As an employee of Detroit Public Schools in Michigan for 36 years, Donyelle understands the importance of education. She has worked tirelessly to instill a desire for learning in each of her five children, but working a full-time job while being a widowed mother left little time for Donyelle to pursue her own higher education. To support her two girls and three boys, she dropped out of community college.
Finding a decent, affordable place to call home was an ongoing challenge. Donyelle and her children were priced out of a townhome when the rent started increasing every three months. In search of affordable housing, the family moved across town, but their two-bedroom rental was small and had mice. “We were really in need of better housing,” Donyelle says.
Pushing off going back to school, Donyelle feared that she’d fail to leave anything behind for her children.

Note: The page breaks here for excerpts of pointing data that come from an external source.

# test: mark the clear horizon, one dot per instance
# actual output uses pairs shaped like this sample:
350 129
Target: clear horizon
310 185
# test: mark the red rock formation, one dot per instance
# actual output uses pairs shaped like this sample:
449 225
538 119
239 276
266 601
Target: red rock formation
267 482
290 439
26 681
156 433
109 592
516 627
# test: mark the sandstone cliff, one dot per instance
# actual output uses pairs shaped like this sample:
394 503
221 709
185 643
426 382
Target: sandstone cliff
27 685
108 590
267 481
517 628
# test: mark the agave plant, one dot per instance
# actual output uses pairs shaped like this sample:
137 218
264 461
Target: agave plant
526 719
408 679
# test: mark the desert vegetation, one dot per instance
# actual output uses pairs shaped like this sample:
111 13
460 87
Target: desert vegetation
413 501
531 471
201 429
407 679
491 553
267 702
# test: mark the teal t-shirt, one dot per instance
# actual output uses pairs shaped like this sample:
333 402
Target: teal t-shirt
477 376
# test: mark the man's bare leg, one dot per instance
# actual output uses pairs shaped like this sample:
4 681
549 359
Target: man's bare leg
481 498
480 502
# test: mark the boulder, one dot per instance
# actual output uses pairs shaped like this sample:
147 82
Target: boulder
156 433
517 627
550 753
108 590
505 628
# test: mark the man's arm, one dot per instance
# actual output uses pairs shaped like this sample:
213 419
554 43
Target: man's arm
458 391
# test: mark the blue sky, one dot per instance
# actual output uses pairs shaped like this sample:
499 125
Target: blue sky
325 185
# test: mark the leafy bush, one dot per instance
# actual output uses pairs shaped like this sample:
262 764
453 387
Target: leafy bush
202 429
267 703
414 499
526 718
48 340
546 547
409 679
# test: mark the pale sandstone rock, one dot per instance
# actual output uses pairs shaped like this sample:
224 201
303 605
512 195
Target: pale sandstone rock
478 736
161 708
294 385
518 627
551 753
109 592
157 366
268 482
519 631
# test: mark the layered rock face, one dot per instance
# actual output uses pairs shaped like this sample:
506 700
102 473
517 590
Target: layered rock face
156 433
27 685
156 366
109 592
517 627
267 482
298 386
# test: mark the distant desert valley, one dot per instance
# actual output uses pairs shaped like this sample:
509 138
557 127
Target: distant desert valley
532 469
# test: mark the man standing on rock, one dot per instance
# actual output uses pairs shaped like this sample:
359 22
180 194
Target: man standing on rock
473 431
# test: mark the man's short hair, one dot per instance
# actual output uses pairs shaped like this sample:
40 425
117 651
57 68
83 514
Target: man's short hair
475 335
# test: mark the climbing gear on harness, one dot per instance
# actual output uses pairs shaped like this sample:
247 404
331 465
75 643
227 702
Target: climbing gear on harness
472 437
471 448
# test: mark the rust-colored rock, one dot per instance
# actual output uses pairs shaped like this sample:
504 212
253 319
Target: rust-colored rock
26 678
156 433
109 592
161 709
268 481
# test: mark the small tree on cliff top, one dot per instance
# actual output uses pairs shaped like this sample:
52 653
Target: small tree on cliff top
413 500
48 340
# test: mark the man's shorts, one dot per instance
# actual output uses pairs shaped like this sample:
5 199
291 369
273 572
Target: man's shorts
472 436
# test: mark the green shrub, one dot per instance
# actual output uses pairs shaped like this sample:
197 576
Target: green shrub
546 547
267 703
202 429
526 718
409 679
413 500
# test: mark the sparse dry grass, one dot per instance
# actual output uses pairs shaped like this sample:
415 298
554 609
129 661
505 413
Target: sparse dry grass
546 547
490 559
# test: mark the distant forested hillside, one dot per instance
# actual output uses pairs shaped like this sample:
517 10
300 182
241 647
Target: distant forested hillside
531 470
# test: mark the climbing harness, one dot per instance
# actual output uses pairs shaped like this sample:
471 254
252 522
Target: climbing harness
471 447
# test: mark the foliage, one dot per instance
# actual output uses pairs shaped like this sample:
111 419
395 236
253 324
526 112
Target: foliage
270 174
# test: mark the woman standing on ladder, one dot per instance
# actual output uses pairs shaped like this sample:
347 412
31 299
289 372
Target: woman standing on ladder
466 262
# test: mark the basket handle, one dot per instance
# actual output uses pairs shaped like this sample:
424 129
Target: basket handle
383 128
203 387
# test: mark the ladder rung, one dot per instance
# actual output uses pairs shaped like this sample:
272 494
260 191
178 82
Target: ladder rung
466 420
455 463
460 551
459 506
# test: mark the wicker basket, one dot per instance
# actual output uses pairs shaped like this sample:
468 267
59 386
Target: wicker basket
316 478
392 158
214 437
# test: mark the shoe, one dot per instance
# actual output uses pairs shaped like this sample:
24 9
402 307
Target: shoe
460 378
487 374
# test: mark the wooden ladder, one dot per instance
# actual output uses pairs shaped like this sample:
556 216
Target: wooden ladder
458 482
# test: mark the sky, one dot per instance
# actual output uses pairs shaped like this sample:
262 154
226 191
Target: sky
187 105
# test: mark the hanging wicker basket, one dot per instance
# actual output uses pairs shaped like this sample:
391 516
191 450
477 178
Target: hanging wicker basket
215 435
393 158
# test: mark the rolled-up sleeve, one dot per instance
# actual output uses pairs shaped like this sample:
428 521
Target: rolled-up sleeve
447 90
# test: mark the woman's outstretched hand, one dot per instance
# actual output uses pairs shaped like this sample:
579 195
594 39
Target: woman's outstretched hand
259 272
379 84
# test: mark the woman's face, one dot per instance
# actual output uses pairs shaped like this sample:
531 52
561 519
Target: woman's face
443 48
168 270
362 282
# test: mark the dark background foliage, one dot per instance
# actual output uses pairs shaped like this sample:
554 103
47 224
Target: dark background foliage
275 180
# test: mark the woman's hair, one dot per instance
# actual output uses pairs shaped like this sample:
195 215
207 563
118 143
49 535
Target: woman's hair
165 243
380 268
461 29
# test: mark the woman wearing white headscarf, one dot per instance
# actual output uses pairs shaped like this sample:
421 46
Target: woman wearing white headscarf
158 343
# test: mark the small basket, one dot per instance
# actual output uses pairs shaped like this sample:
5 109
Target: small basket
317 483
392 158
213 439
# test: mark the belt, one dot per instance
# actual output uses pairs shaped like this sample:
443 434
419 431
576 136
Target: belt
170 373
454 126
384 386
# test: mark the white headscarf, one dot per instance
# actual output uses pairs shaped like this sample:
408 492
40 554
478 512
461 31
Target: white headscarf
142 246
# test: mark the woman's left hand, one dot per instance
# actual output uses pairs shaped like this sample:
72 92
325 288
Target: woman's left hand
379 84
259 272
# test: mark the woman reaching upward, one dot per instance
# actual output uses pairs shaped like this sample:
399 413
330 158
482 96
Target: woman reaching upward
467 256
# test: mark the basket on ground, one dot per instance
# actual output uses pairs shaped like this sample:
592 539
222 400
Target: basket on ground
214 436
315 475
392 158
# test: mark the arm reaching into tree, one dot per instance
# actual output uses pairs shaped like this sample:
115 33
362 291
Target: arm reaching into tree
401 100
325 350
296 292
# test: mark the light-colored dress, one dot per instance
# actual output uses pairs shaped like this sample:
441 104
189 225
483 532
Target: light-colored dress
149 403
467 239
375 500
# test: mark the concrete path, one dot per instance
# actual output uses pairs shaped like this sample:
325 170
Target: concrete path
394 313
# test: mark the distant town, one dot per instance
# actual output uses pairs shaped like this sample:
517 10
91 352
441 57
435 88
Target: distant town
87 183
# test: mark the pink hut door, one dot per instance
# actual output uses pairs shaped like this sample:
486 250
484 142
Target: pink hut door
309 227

A friend introduced Donyelle to Habitat for Humanity Detroit, and she was soon building her house alongside her future neighbors in Morningside. She relished the time building her dream home — and building lasting friendships that would root her in her new neighborhood on Detroit’s east side.
Donyelle and her three boys — her two oldest daughters had already left home — moved into their Habitat house in June 2009. She said she felt “pure bliss” walking through her door for the first time.
In August 2022, three months after her youngest son, Chance, graduated from Michigan State University, Donyelle returned to school, earning her associate’s degree in general studies from a local community college.
Donyelle says homeownership was a catalyst for finishing her degree. “I wouldn’t have completed my education if I was not a homeowner,” she says. “I really feel that me being a homeowner, me being stable, me having a foundation was the basis for me being able to go back and complete my education and get my degree.”
Achieving homeownership, navigating a financial crisis that was particularly devastating for Detroit, returning to college — all three speak to Donyelle’s resilience, and she says these lessons have not been lost on her children.
“I think that it’s important that my children know that I’ve worked very hard all my life. To have a stable job, to have a stable home, it means a lot. It can take you far. It can give you advantages.”
Donyelle has remarried, and her husband has three children of his own. The couple love hosting their big, blended family. Donyelle, who calls herself a “fun grandmother,” finds unmatched pleasure in watching her six grandchildren play in her living room. It’s even sweeter knowing that she will be able to pass down the home that has been their key to a more secure future.
Donyelle says her home has provided the family with “a sense of pride and belonging.” Even as her children have grown up and built homes and families of their own, they know that the doors of their mother’s two-story Habitat house — where the words “Practice Kindness” adorn the front porch — will always be open.
“It’s a place where, no matter where they go in the world, they know they could always come home,” Donyelle says.